# Why hate the razor?



## jimbocz (Jun 5, 2015)

I've had a duo temp for a few months now and I'm really starting to appreciate the razor. I tested it today by doing my usual filling and tamping and razoring of the portafilter, then weighed how much coffee was in the portafilter. 16g, which seems to be just right.

I'm sure it would be more accurate to weigh every shot, but I'm not gonna do that. It's just not practical for me.

The downside is that you do waste a bit of coffee.

Am I the only one?


----------



## DoubleShot (Apr 23, 2014)

Majority on here weigh dose in, extraction out. It eliminates one variable whilst trying to achieve consistent results time after time.


----------



## Mrboots2u (May 10, 2013)

Weighing a pf with Brewster scales takes seconds- it's less practical making inconsistent shots and not understanding why...


----------



## risky (May 11, 2015)

I weigh 17g of beans into my grinder. I get 17g +/- 0.1g out. Weighing the output I guarantee is quicker than faffing with the razor, plus there is no coffee wastage, plus it is accurate.


----------



## jlarkin (Apr 26, 2015)

I'm interested, what makes you say it's not practical for you?


----------



## jimbocz (Jun 5, 2015)

@jlarkin: It's just another step that takes time and faffing about. As has been pointed out, the razor takes time as well, for me the difference is that I don't have scales that are handy enough to mess with every time I make a coffee, even when I am rushing to work.

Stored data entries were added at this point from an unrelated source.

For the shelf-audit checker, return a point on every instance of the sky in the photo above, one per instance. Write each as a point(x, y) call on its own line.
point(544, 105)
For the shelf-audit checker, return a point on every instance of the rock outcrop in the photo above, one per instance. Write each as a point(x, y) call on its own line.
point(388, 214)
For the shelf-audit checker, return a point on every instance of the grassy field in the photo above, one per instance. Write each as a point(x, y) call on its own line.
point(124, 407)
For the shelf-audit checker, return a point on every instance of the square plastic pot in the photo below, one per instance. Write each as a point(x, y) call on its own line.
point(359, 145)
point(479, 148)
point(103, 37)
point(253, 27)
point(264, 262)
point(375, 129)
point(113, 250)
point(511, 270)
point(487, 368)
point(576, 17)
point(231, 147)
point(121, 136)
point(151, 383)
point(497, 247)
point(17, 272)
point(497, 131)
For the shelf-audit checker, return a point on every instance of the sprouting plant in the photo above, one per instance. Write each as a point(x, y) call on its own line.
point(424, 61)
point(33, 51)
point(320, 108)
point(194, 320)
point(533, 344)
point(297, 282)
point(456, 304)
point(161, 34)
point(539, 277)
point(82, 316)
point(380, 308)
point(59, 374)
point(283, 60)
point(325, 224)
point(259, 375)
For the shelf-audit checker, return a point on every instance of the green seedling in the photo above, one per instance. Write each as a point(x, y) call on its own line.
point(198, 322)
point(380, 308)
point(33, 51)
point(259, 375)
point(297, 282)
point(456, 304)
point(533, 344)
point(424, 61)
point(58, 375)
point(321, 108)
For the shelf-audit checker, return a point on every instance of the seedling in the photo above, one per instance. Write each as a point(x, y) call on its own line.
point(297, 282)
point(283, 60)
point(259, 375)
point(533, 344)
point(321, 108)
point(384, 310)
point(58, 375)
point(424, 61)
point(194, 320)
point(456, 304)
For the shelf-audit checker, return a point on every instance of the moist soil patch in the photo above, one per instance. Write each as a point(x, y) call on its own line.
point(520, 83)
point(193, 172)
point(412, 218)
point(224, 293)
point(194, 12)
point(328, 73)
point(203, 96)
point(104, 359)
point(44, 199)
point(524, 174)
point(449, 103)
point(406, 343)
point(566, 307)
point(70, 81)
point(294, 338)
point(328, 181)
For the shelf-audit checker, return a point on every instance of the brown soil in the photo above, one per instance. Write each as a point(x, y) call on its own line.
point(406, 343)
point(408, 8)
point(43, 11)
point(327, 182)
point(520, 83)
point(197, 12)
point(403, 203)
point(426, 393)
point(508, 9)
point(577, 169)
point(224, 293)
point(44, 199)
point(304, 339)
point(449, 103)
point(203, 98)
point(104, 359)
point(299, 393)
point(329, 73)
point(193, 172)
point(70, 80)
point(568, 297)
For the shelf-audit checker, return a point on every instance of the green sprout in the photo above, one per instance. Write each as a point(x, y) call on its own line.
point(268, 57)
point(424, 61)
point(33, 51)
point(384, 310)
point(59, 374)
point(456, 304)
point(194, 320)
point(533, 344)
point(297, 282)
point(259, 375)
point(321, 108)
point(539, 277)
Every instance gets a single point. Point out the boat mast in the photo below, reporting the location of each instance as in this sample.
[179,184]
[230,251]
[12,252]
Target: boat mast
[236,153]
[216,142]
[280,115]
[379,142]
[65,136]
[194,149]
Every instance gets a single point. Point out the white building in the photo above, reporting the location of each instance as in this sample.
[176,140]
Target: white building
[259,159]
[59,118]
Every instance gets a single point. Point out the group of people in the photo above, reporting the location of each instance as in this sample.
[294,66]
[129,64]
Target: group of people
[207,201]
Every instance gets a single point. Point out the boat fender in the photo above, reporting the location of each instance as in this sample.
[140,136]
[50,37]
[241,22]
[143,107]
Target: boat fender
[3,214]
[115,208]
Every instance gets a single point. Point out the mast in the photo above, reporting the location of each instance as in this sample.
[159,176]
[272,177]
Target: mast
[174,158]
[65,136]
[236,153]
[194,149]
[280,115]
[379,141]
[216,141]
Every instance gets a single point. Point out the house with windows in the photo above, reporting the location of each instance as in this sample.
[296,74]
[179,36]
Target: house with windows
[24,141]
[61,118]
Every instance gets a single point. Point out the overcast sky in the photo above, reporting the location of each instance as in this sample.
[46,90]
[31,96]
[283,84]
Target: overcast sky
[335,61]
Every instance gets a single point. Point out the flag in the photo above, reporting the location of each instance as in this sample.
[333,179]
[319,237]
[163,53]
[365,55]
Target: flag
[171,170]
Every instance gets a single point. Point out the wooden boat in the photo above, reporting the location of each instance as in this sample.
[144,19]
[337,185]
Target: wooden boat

I have no doubt that a lot of people like to weigh and I'm not arguing against that. Just saying that the razor seems to work for me as a handy way to get the right amount of coffee in there. That seems to be what it's made for and it does it.

Granted, it only works if you want 16 grams


----------



## garydyke1 (Mar 9, 2011)

jimbocz said:


> @jlarkin: It's just another step that takes time and faffing about. As has been pointed out, the razor takes time as well, for me the difference is that I don't have scales that are handy enough to mess with every time I make a coffee, even when I am rushing to work.
> 
> I have no doubt that a lot of people like to weigh and I'm not arguing against that. Just saying that the razor seems to work for me as a handy way to get the right amount of coffee in there. That seems to be what it's made for and it does it.
> 
> Granted, it only works if you want 16 grams


It wont always be 16g though. Even with the same coffee.


----------



## Mrboots2u (May 10, 2013)

@jimbocz so when you weighed the coffee in the pf was it with a 0.1g scale and a 1g scale Do you weigh out also or eyeball a shot by volume?

If your eyeballing a shot then weighing in on its own probably won't of of huge benefit to you .

Do what works for you . But consistency comes ( for me at least anyways )when all the parts and variables are consistent . I can't eyeball in and out to any degree that will allow me to make tasty coffee all the time


----------